# Can I connect toilet drain to this drain pipe



## KOHNSTRUCTION (Apr 23, 2009)

i think you are correct in everything that you are saying.
if i'm understanding properly i think the pvc caps (the white ones)
could be clean outs, open one up and flush water hose in it to make sure, as wella s flushing the bathroom upstairs and see if the water is in that same line. try to just flush water not any doodies that may fly out of the clean out
the Pvc was done under the concrete slab prior to poring the cement while the ABS (the black one) was done after the house was up
interesting project let me know if i'm right


----------



## KOHNSTRUCTION (Apr 23, 2009)

oh yeah the average height for a laundry room basement converion to a bath is...........what ever you got there now


----------



## james739 (Feb 2, 2009)

Thanks for the prompt reply Kohnstruction,

Do you know what the piping sticking out of the concrete with the black cover is in the 1st and 2nd images? Just to confirm, Can I tap into the drainage coming from the second floor power room?

Thank you!


----------



## Ron6519 (Mar 28, 2007)

james739 said:


> Thanks for the prompt reply Kohnstruction,
> 
> Do you know what the piping sticking out of the concrete with the black cover is in the 1st and 2nd images? Just to confirm, Can I tap into the drainage coming from the second floor power room?
> 
> Thank you!


You can open the floor and tap into it, but you also need to incorporate a vent. Every fixture in the bath needs a vent, so try to run a conceptual vent system to gather up all of them.
Ron


----------



## james739 (Feb 2, 2009)

Thanks Ron6519,

What I don't understand is, if the drainpipe for the toilet is already vented, and I am taping into it, why do I need to vent the drainage again. If venting, how would I go about venting from the basement?

Thanks


----------



## Ron6519 (Mar 28, 2007)

james739 said:


> Thanks Ron6519,
> 
> What I don't understand is, if the drainpipe for the toilet is already vented, and I am taping into it, why do I need to vent the drainage again. If venting, how would I go about venting from the basement?
> 
> Thanks


Every plumbing fixture needs to be vented to operate properly and is required by code.
How you run the pipes and where you run the pipes are based on you particular set up. You would need to follow your plumbing code to run the vent as well as drain and waste pipes.
In many areas, you would need to hire a plumber and he would need to file a permit for the job. If you can do the work, you would still need to file a permit to have a legal bath.
Ron


----------



## Termite (Apr 13, 2008)

Uhhhh...
The black-capped pipe in the first and second picture is a backflow device, *and it certainly cannot be "tapped" into*. Your shower drain will need to flow through this backflow device if it is a basement shower.

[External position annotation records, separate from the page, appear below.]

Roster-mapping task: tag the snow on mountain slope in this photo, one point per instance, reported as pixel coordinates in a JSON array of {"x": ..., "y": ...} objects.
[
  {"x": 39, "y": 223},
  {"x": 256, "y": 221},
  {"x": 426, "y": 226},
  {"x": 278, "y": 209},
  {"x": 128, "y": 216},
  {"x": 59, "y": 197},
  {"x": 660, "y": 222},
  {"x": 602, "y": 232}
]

It helps prevent backups from the sewer from entering the home and backing up through the fixtures.


----------



## KOHNSTRUCTION (Apr 23, 2009)

yeah its like a mono directional valve. open up that floor already and jack hammer it all up run your new tie in where you want it, pour the new cement and get it done. it will come up easy any how you're at the wall not a bunch of work
less than a week end to do it right


----------



## james739 (Feb 2, 2009)

KOHNSTRUCTION said:


> yeah its like a mono directional valve. open up that floor already and jack hammer it all up run your new tie in where you want it, pour the new cement and get it done. it will come up easy any how you're at the wall not a bunch of work
> less than a week end to do it right



You make it sound soo easy. Ron was saying I will need to vent regardless. Now, I have to figure out how I am going to vent it before I get started. Any advice will be appreciated


----------



## Ron6519 (Mar 28, 2007)

james739 said:


> You make it sound soo easy. Ron was saying I will need to vent regardless. Now, I have to figure out how I am going to vent it before I get started. Any advice will be appreciated


If you have no idea what you're doing, have someone knowledgable do the rough in. If you screw this up, the bathroom will need to be taken apart to fix it.
Ron


----------



## al's sewer (Apr 7, 2009)

james739 said:


> You make it sound soo easy. Ron was saying I will need to vent regardless. Now, I have to figure out how I am going to vent it before I get started. Any advice will be appreciated


 call a plumber


----------